Miguel León-Portilla
Miguel León-Portilla
Miguel León-Portilla | |
---|---|
Born | (1926-02-22)February 22, 1926 |
Nationality | Mexican |
Occupation | Philosopher, anthropologist, historian |
Miguel León-Portilla (born 22 February 1926 in Mexico City) is a Mexican anthropologist and historian, and a major authority on Aztec thought and literature in the prehispanic and colonial eras. Many of his works have been translated to English and are widely read. The Library of Congress bestowed on him the Living Legend Award in 2013.[1]
Miguel León-Portilla | |
---|---|
Born | (1926-02-22)February 22, 1926 |
Nationality | Mexican |
Occupation | Philosopher, anthropologist, historian |
Early life and education
Miguel León-Portilla had an interest in indigenous Mexico at an early age, fostered by his uncle Manuel Gamio, a distinguished archeologist. Gamio had a lasting influence on his life and career, initially taking him as a boy on trips to important archeological sites in Mexico and later as well. León-Portilla attended the Instituto de Ciencias in Guadalajara and then earned a B.A. (1948) and M.A. summa cum laude (1951) at the Jesuit Loyola University in Los Angeles. Returning to Mexico in 1952, he showed Gamio a play he had written on Quetzalcoatl, which resulted in Gamio introducing his nephew to Ángel Garibay K.. Garibay's publications in the 1930s and 1940s first brought Nahuatl literature to widespread public attention in Mexico. Needing to make a living, León-Portilla began attending law school and worked at a financial firm. At the same time he taught at Mexico City College, an English-language school in the Condesa neighborhood. Other instructors included important scholars of Mexican indigenous history and culture, Wigberto Jiménez Moreno, Fernando Horcasitas, and Eduardo Noguera. Gamio persuaded León-Portilla to drop his law studies and job in business to work at the Instituto Indigenista Interamericano, which Gamio directed. León-Portilla begin graduate studies at UNAM, completing his doctoral dissertation, “La Filosofía Náhuatl estudiada en sus fuentes,” which launched his scholarly career.[2]
Career
His dissertation Nahua philosophy was published in Mexico, and then translated to English as Aztec Thought and Culture: A Study of the Ancient Nahuatl Mind (1967) and then many other languages.[3] It was the first of his many works to be translated to English. His translations of Nahuatl and Spanish texts on the conquest of Mexico, first published in Mexico as Visión de los vencidos, translated to English as The Broken Spears, is the way many undergraduate students in the United States are introduced to accounts from indigenous participants and not Spanish conquistadors.[4]
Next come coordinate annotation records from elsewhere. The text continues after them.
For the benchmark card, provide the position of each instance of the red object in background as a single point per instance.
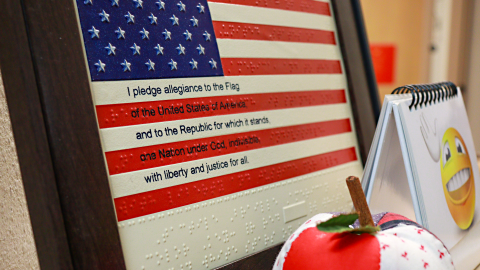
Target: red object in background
(383, 57)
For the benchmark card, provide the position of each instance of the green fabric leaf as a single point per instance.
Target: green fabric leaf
(341, 224)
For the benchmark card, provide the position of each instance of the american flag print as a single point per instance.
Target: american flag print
(264, 122)
(136, 39)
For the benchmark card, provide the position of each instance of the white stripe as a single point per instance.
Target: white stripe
(115, 92)
(133, 182)
(269, 16)
(125, 137)
(241, 48)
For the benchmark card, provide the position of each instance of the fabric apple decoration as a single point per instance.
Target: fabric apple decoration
(386, 241)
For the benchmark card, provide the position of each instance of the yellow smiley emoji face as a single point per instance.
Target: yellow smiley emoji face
(457, 178)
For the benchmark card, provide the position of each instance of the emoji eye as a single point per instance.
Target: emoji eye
(446, 153)
(459, 145)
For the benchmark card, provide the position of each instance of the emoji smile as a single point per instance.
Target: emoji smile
(458, 180)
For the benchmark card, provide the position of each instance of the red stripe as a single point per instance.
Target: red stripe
(167, 198)
(308, 6)
(128, 160)
(234, 30)
(116, 115)
(275, 66)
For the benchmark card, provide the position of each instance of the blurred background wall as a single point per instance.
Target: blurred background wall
(424, 41)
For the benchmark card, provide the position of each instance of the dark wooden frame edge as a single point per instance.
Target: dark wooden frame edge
(65, 152)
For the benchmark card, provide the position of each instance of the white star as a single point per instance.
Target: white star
(130, 18)
(100, 66)
(120, 33)
(206, 35)
(167, 34)
(136, 49)
(201, 9)
(144, 33)
(181, 6)
(153, 19)
(194, 21)
(150, 65)
(111, 49)
(193, 63)
(213, 63)
(105, 16)
(188, 35)
(201, 50)
(181, 49)
(138, 3)
(172, 64)
(161, 5)
(159, 49)
(126, 65)
(174, 20)
(94, 33)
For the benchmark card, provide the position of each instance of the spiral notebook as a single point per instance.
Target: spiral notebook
(422, 163)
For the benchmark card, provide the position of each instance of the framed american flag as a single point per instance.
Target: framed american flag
(170, 134)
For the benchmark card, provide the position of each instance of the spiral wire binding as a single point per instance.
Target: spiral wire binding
(423, 94)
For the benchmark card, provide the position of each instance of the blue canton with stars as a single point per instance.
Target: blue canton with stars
(136, 39)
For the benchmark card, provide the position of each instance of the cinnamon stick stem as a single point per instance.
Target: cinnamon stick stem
(359, 201)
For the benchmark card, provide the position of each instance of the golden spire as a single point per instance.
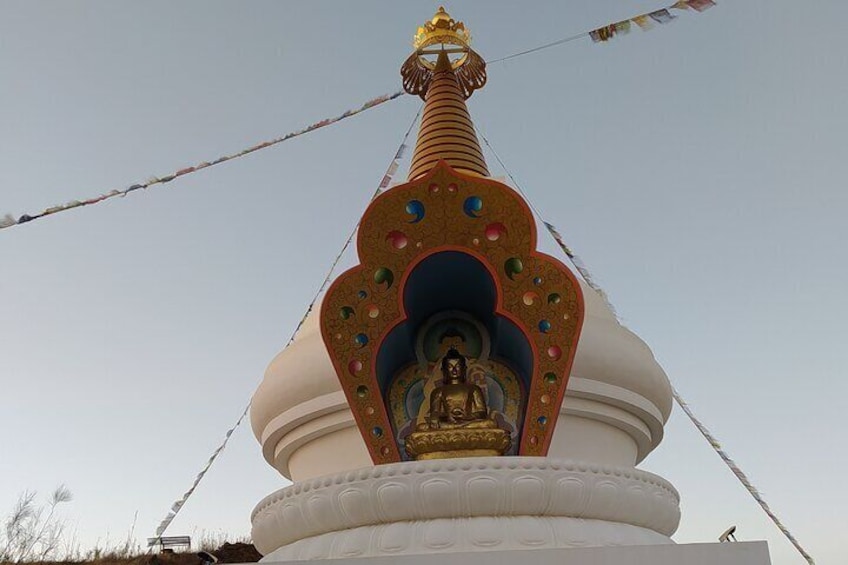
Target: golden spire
(447, 131)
León-Portilla has spearheaded a movement to understand and re-evaluate Nahuatl literature and religion, not only from the pre-Columbian era, but also that of the present day, especially since Nahuatl is still spoken by 1.5 million people.[1] His works in English on literature include Pre-Columbian Literatures of Mexico (1986).,[5] Fifteen Poets of the Aztec World (2000),[6] and with Earl Shorris, In the Language of Kings: An Anthology of Mesoamerican Literature, Pre-Columbian to the Present (2002).[7] He has also compared the literature of the Nahuas with that of the Inca.[8] Another area of research is on indigenous religion and spirituality, with works including Native Meso-American Spirituality (1980),[9] and South and Meso-American Native Spirituality: From the Cult of the Feathered Serpent to the Theology of Liberation (1997)[10] He has also published a work on the Maya, Time and Reality in the Thought of the Maya (1990).[11]
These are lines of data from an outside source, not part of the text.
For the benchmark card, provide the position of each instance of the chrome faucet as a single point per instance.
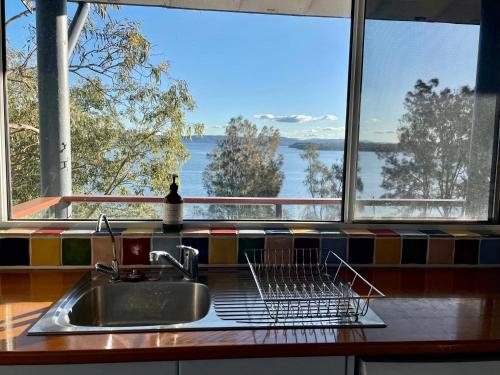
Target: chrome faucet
(189, 268)
(114, 270)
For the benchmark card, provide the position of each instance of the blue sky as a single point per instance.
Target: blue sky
(292, 72)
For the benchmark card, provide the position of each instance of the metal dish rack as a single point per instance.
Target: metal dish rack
(295, 285)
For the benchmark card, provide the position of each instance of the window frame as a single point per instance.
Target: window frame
(347, 219)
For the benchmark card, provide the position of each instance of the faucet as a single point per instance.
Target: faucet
(189, 268)
(114, 270)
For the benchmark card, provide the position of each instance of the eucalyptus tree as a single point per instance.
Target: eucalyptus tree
(434, 141)
(245, 163)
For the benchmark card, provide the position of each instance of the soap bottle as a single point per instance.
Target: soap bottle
(173, 209)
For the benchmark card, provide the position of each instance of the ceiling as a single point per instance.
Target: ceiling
(449, 11)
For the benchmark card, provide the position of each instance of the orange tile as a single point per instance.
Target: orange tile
(222, 250)
(49, 231)
(440, 251)
(46, 251)
(388, 251)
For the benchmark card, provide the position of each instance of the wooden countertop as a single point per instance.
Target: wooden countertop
(427, 311)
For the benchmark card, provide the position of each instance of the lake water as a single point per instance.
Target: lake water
(293, 167)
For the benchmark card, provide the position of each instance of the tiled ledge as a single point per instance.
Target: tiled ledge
(57, 247)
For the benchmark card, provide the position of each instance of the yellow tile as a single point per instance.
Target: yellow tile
(461, 233)
(388, 251)
(45, 251)
(222, 250)
(138, 231)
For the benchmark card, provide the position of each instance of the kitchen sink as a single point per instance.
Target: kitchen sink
(145, 303)
(164, 301)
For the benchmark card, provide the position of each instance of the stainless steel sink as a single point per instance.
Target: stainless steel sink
(145, 303)
(165, 302)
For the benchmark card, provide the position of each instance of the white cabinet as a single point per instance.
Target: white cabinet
(373, 367)
(133, 368)
(268, 366)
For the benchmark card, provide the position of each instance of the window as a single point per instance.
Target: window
(247, 106)
(422, 149)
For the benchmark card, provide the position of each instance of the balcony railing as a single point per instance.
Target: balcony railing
(43, 204)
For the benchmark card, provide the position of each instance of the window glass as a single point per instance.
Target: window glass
(421, 139)
(247, 104)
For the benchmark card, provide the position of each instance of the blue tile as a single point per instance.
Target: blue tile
(104, 231)
(435, 233)
(199, 243)
(414, 251)
(489, 251)
(14, 252)
(337, 245)
(361, 250)
(168, 244)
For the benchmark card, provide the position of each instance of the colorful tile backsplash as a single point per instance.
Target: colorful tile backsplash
(56, 247)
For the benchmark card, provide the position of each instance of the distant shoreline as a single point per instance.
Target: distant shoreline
(334, 146)
(301, 144)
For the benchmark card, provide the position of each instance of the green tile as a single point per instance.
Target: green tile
(250, 245)
(76, 251)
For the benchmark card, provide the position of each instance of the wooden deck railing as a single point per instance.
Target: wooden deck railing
(41, 204)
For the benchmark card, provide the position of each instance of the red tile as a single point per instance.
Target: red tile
(50, 231)
(136, 250)
(223, 232)
(384, 233)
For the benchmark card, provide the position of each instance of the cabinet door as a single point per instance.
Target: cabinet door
(426, 368)
(266, 366)
(133, 368)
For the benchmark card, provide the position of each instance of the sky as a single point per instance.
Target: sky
(292, 72)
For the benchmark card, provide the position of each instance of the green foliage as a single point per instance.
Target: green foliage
(434, 140)
(323, 181)
(245, 163)
(127, 115)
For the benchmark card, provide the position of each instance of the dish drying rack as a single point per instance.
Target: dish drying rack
(295, 285)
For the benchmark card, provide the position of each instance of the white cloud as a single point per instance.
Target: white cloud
(318, 132)
(295, 118)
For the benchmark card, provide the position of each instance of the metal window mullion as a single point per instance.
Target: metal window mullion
(354, 103)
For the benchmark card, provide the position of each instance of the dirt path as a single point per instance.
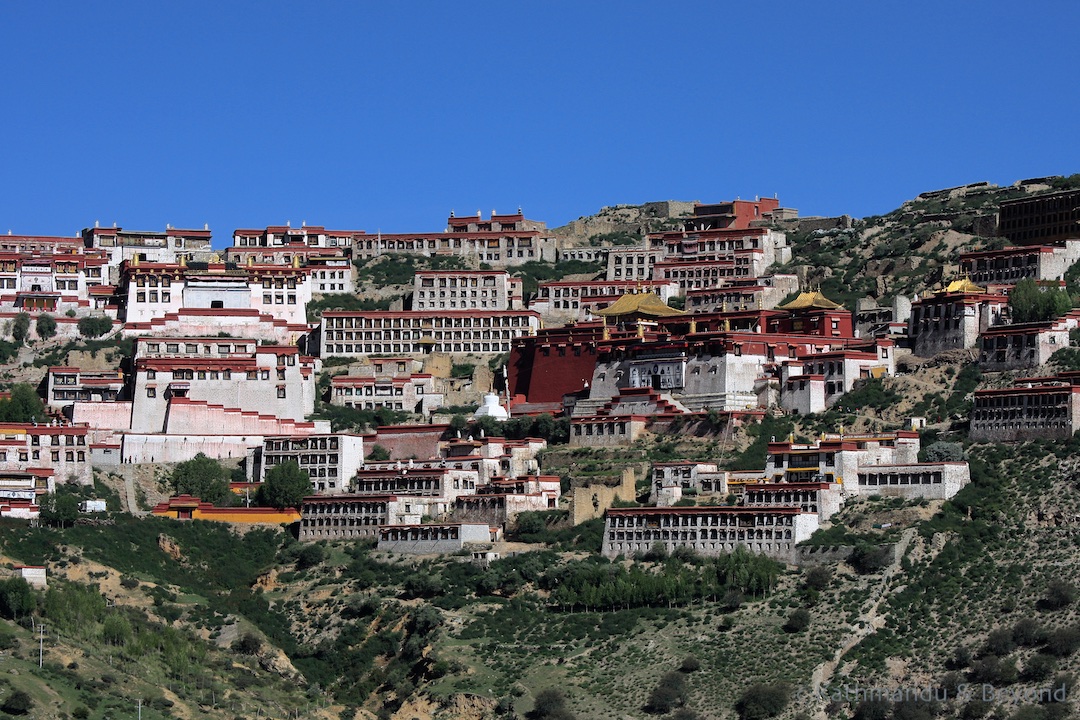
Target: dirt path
(868, 622)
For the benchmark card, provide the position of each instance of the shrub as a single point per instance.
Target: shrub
(1039, 667)
(819, 578)
(17, 703)
(999, 642)
(1060, 594)
(23, 406)
(378, 453)
(872, 709)
(868, 558)
(798, 621)
(763, 701)
(285, 486)
(202, 477)
(45, 326)
(669, 694)
(247, 644)
(550, 704)
(942, 452)
(19, 327)
(690, 664)
(309, 556)
(1064, 642)
(116, 630)
(1028, 633)
(94, 326)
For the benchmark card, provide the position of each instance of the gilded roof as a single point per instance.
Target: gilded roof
(963, 285)
(644, 303)
(810, 300)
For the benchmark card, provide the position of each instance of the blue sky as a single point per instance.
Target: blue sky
(387, 116)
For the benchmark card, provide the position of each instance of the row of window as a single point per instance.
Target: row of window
(191, 349)
(55, 439)
(69, 456)
(367, 322)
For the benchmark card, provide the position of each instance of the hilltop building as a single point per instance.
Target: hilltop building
(464, 289)
(354, 334)
(499, 241)
(1034, 408)
(954, 317)
(1042, 219)
(1011, 265)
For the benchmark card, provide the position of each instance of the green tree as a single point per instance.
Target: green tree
(798, 621)
(285, 486)
(59, 510)
(23, 406)
(1029, 302)
(17, 703)
(669, 694)
(19, 327)
(942, 451)
(116, 630)
(763, 701)
(378, 453)
(45, 326)
(16, 598)
(202, 477)
(550, 704)
(94, 326)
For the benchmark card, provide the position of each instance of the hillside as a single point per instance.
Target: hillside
(204, 623)
(197, 620)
León-Portilla was instrumental in bringing to light the works of Franciscan Fr. Bernardino de Sahagún, a 16th-century primary source on the Aztec civilization, whose twelve-volume General History of the Things of New Spain, often referred to as the Florentine Codex are crucial for understanding Nahua religion, society, and culture, as well as an account of the conquest of Mexico from the Mexica viewpoint. León-Portilla was the first to denote Sahagún as the "Father of Anthropology in the New World".[12]
He has contributed to the understanding of the development of the field of Mesoamerican history in Mexico. With Garibay, León-Portilla made contributions to the study of nineteenth-century Mesoamerican historian Manuel Orozco y Berra.[13][14] León-Portilla also published two volumes on the work Mexican humanists, including his mentor Garibay.[15]
A subordinate but important interest of León-Portilla has been the early history and ethnography of the Baja California Peninsula. He has addressed this region in more than 30 books and articles, including a 1995 volume collecting several of his earlier publications.[18]
Early in his academic career in 1969, he was awarded a Guggenheim Fellowship.[19] the first of many academic awards and recognitions, including the Belisario Domínguez Medal of Honor, the highest award bestowed by the Mexican Senate. In 1995, he was elected to membership of the National Academy of Sciences.[20] On December 12, 2013, León-Portilla received the Living Legend Award from the U.S. Library of Congress.[1]